I felt the same sense of harmony when I walked out the gym door and saw Edythe in the shadow of the gym. Everything was right in my world. A wide smile spread automatically across my face. She smiled back, then launched into more cross-examination.

Her questions were different now, not as easily answered. She wanted to know what I missed about my home, insisting on descriptions of anything she wasn’t familiar with. We sat in front of Charlie’s house for hours, as the sky darkened and rain plummeted around us in a sudden cloudburst.
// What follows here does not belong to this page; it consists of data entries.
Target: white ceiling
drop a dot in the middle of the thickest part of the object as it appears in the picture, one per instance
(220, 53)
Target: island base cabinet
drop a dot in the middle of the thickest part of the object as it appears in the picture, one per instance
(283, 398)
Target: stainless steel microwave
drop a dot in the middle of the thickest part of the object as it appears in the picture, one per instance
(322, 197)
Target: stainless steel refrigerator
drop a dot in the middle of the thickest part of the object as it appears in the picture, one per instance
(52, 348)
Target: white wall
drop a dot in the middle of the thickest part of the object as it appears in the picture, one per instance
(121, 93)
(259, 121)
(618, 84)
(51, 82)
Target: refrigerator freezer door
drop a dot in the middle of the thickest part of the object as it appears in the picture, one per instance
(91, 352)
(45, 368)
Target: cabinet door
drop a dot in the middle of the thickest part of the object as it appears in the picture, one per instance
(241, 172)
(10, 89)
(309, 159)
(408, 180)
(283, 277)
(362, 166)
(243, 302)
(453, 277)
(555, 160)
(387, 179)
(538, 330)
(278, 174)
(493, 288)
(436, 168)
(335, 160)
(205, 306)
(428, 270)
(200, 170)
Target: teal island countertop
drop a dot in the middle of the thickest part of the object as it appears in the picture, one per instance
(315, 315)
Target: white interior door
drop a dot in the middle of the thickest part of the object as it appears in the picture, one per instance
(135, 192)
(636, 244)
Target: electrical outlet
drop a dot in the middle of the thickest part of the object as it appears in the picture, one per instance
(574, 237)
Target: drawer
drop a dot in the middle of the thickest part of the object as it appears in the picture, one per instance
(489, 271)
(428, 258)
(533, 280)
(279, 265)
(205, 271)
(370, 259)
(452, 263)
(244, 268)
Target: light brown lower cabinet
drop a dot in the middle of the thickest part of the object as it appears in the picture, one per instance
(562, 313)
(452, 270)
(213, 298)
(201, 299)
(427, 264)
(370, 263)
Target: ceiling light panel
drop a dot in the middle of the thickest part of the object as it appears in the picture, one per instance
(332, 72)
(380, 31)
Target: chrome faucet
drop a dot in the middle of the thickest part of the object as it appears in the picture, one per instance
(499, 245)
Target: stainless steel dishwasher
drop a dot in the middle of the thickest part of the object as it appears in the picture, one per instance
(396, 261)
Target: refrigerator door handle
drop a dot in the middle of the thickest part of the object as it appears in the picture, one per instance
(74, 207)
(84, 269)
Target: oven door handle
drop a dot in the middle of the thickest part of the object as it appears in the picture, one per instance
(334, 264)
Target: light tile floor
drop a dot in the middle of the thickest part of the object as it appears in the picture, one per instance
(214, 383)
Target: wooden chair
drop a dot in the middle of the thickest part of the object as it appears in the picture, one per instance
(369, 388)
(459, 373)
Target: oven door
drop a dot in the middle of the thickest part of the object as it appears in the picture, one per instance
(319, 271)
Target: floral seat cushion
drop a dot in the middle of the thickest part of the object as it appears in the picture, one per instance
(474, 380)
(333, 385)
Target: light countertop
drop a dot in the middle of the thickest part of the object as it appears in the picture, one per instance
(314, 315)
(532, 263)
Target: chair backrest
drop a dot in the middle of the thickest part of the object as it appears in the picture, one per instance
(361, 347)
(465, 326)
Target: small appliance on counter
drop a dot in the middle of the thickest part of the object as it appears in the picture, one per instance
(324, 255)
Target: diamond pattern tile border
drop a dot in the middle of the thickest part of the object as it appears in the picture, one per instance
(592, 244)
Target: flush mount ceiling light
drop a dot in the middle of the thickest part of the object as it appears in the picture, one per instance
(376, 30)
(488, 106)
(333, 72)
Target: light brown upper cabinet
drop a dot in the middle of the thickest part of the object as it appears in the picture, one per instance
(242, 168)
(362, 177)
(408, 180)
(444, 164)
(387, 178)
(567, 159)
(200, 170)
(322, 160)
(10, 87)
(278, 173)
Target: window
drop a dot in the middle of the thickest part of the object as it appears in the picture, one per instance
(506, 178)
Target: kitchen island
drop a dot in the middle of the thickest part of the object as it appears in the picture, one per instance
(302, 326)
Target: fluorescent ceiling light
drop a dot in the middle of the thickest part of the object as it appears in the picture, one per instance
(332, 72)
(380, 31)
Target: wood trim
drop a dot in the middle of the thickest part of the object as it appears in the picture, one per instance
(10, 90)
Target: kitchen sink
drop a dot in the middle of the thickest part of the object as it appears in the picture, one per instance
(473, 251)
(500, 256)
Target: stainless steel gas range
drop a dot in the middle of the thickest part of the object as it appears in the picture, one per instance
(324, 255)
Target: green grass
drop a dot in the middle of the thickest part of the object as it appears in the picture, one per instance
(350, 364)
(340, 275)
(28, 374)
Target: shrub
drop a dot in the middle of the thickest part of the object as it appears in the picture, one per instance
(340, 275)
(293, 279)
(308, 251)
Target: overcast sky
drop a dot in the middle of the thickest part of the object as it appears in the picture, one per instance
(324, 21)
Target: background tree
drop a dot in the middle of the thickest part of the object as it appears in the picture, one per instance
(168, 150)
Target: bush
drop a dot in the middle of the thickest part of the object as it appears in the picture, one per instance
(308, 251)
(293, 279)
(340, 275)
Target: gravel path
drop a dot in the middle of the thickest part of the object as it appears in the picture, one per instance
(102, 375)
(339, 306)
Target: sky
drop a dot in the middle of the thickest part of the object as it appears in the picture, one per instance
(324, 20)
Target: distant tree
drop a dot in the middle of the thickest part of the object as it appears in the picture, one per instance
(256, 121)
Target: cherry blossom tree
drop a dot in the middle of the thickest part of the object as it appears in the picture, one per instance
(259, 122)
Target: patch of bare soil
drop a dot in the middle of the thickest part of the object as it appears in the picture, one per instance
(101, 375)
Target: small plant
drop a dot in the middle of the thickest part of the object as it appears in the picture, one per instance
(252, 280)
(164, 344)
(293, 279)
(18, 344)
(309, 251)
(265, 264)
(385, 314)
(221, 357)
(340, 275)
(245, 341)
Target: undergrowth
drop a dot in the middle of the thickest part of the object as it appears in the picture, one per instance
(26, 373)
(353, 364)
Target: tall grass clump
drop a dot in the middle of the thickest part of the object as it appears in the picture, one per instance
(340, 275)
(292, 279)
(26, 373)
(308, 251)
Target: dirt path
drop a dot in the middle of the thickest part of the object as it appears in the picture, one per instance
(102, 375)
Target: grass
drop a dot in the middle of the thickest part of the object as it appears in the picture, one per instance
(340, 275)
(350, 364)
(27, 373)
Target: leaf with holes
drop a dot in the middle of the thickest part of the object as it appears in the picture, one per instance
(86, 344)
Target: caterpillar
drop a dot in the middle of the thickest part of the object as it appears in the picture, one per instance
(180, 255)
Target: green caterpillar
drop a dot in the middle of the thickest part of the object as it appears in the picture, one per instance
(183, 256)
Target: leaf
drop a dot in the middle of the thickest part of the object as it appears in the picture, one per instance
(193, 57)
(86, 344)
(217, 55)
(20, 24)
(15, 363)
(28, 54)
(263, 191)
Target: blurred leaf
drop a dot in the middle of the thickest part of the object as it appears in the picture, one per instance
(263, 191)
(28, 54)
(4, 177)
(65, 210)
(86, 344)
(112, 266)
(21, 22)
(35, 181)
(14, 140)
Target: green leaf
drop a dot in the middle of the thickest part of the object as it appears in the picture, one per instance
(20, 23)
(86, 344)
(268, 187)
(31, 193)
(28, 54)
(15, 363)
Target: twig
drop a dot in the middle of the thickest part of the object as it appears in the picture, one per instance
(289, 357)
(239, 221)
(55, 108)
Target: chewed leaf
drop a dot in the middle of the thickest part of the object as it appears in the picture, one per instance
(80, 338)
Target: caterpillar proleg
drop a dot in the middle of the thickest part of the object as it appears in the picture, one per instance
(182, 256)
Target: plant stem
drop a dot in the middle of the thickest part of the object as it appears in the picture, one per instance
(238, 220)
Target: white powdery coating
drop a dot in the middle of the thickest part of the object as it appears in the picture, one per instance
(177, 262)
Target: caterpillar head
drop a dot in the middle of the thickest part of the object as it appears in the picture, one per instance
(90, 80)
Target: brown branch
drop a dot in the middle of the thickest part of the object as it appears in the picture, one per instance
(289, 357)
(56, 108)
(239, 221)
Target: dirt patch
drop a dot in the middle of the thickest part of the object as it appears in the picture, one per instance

I tried to describe impossible things like the scent of creosote—bitter, kind of resinous, but still pleasant—the high, keening sound of the cicadas in July, the gaunt, feathery trees, the enormous sky, extending white-blue from horizon to horizon. The hardest thing to explain was why it was so beautiful to me—to justify a beauty that didn’t depend on the spiny vegetation that mostly looked half dead, a beauty that had something to do with the exposed shape of the land, with the shallow bowls of valleys between the craggy hills, and the way they held on to the sun. I found myself using my hands as I tried to describe it to her.

Her quiet, probing questions kept me talking freely, forgetting to be embarrassed for monopolizing the conversation. Finally, when I had finished detailing my old room at home, she paused instead of responding with another question.